This year I am assuming that my younger son, M, will attend his 10th high school reunion, as he had both a successful and enjoyable run in high school. And probably, like all 10th reunion goers, he’ll want to show off his adult credentials.

His 10th reunion also marks a sobering milestone for me: 10 years away from my community of parents from his graduating class of 2013, a community pieced together from my son’s sports participation, his school activities, our synagogue membership, and his friends’ parents.

Finding my community sense started when my wife and I went to my son’s kindergarten back-to-school night, where I would commiserate with the other parents on the awkwardness of sitting in our kids’ classroom chairs.

Then there were the all-class spaghetti nights in the gym/cafeteria, where shoehorned picnic tables acted as social lubrication for us parents.

M’s K-4 school also offered an annual school fair as well as my favorite, the field day, where at the softball throw we cheered our kids on, hoping they would imitate a Major League centerfielder.

The parental community grew as M moved to the town-wide middle school.

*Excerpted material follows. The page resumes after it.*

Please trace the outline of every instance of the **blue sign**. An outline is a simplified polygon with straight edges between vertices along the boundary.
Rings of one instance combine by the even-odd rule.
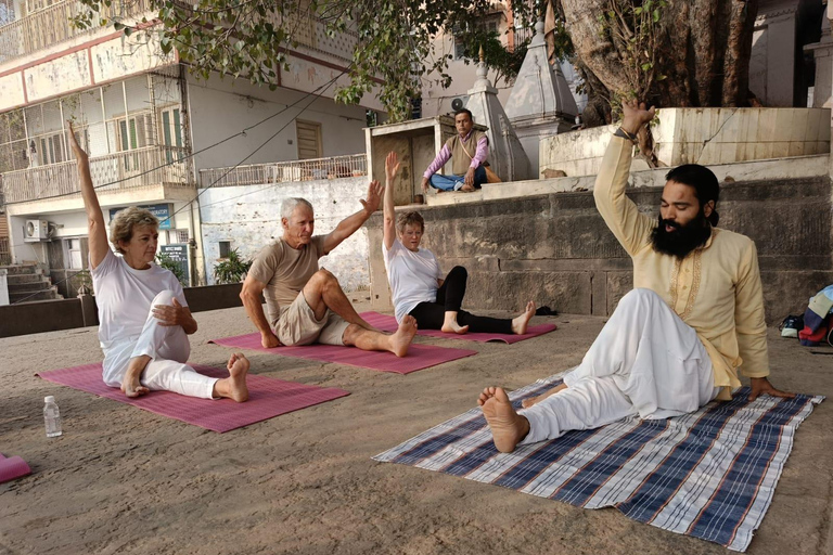
[[[169,204],[152,204],[150,206],[139,206],[138,208],[144,208],[145,210],[150,210],[151,214],[153,214],[156,218],[159,219],[159,229],[161,230],[172,230],[174,229],[174,218],[170,217],[171,210]],[[116,214],[119,210],[124,210],[125,207],[121,208],[111,208],[110,209],[110,221],[113,221],[113,218],[116,217]]]

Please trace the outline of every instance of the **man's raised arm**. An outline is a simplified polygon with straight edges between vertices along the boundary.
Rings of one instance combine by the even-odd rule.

I had the opportunity to meet more parents from the class of 2013.

There were, of course, more back-to-school nights where, by high school, we were obligated to follow our kids’ schedule, meandering through the halls in search of elusive room numbers. I was lucky to have some parents with better navigational skills direct me to at least the right wing.

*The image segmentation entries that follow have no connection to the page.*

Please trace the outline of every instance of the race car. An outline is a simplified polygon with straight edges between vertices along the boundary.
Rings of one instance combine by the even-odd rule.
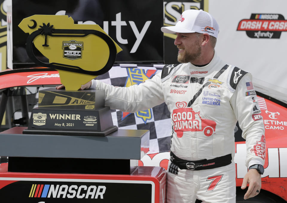
[[[151,78],[160,72],[163,66],[116,65],[97,79],[114,85],[127,86],[136,82],[133,82],[131,76],[134,78],[136,74],[141,76],[135,78],[138,83],[139,78],[144,80]],[[37,93],[39,90],[54,87],[61,83],[58,72],[45,68],[7,69],[0,72],[0,120],[4,119],[0,131],[15,126],[27,126],[29,112],[32,108],[37,106]],[[262,188],[259,194],[255,197],[244,200],[246,190],[241,189],[240,187],[247,171],[245,164],[246,144],[237,124],[234,129],[236,202],[286,202],[287,163],[285,157],[287,156],[287,104],[260,92],[257,92],[257,93],[261,112],[255,115],[253,119],[263,119],[266,138],[266,157],[265,171],[262,175]],[[13,101],[14,105],[8,102],[11,101]],[[257,102],[255,100],[254,102],[254,104]],[[17,117],[15,116],[19,111],[18,109],[22,114]],[[7,110],[4,114],[5,109]],[[168,125],[166,125],[167,123],[166,122],[169,122],[170,118],[170,113],[167,109],[164,104],[152,109],[133,114],[115,109],[112,110],[114,125],[119,129],[145,129],[150,131],[149,152],[138,161],[139,166],[161,166],[167,169],[170,157],[168,148],[170,134],[164,137],[160,134],[161,132],[168,131],[171,129],[167,127]],[[215,124],[201,118],[200,112],[192,109],[190,112],[192,119],[201,125],[201,128],[199,129],[200,128],[200,130],[204,131],[207,135],[215,130]],[[159,118],[156,115],[158,113],[161,115]],[[261,148],[264,144],[264,142],[261,141],[253,149],[254,151],[258,150],[258,151],[261,151]],[[1,161],[5,162],[7,160],[6,157],[2,157]],[[197,202],[200,201],[197,200]]]

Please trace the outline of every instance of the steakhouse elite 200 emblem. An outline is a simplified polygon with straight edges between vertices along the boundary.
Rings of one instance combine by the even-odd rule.
[[[46,124],[47,114],[39,113],[33,114],[33,124],[36,125],[44,125]]]
[[[196,112],[192,108],[186,108],[186,102],[177,102],[176,107],[173,110],[172,119],[173,129],[179,138],[186,131],[203,131],[204,134],[210,136],[215,131],[216,123],[214,121],[201,118],[199,112]]]
[[[82,58],[83,45],[83,42],[77,42],[75,40],[63,41],[62,47],[63,51],[63,57],[71,60]]]

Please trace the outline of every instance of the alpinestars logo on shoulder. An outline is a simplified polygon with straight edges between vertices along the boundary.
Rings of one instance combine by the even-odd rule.
[[[62,47],[63,50],[63,57],[71,60],[82,58],[83,45],[83,42],[77,42],[75,40],[63,41]]]

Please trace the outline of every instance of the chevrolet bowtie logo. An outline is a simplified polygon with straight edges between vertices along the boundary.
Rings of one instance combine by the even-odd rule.
[[[213,79],[213,80],[211,80],[211,79],[209,79],[208,80],[208,81],[210,81],[211,82],[213,83],[215,83],[215,84],[217,84],[218,83],[219,84],[222,84],[223,83],[223,82],[220,82],[219,80],[217,79]]]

I made some parental connections from M’s bar-mitzvah-year family activities, but by eighth grade, M had abandoned Sunday school for basketball.

Indeed, his K-12 basketball pastime allowed me to join the fraternity of dads with extra sneaker expenses. It started for me quite intensely with an assistant coaching gig in the town’s third- and fourth-grade league. The coach and I have been good friends since that enjoyable year.

By sixth grade, M was playing on both in-town basketball and traveling team leagues, with most of the action on Saturday morning (in-town) and early Saturday evening (traveling).

This was then a day of parental mingling and conversation on basketball and other topics. Our basketball talk might be about the monstrous size of the rival team’s players, who we hoped were just clumsy oafs.

My best bleacher memory was the condolences that several basketball moms offered on my mother’s passing.

By eighth grade, my son started playing varsity in middle school, followed by JV and varsity in high school. The stakes in these games involved our town’s on-court prowess, so we parents gained solidarity by second-guessing the refs’ bad calls in unison. In high school games, I sat with the basketball gurus and learned insight into my son’s team’s performance.

In June 2013 there was the grad ceremony itself, an indoor event in the gym. I scanned the crowd, taking in those parents whom I was on a nod-basis with in the grocery store, to those parents I enjoyed stopping in produce to chat up for five minutes, and finally to those solid acquaintances and friends.

As happy as I was for M, it was sad for me anticipate that my K-12 community was ending in a high school gym’s bleachers, tracing back to our origin in those kindergarten seats.

It’s possible that some of my 2013 community members have left the area, or maybe our physical changes create the “you look familiar” awkward zone, so public engagements are shied away from. What we need then, in theory, is to get reacquainted via a Parents Reunion of the class of 2013.

I would suggest the reunion be held at the town’s favorite watering hole, where everyone knows your kid’s name. The food would be pizza, in homage to those quickly thrown-together weeknight meals and end-of-soccer season celebrations.

There would be a DJ spinning circa-2013 hits, plus real golden oldies to memorialize both parental and child control of the car radio.

The door prize would be free millennial expertise on electronic devices for a year from the Roku Not Haiku Collaborative.

Of course, this type of reunion won’t happen, but still, I can take more chances around town with “Hey, you look familiar” introductions.

Most importantly, I can easily postulate that the most common smile inducement at the Parent Reunion would be, “My kid successfully launched into adulthood and all I got was this t-shirt.”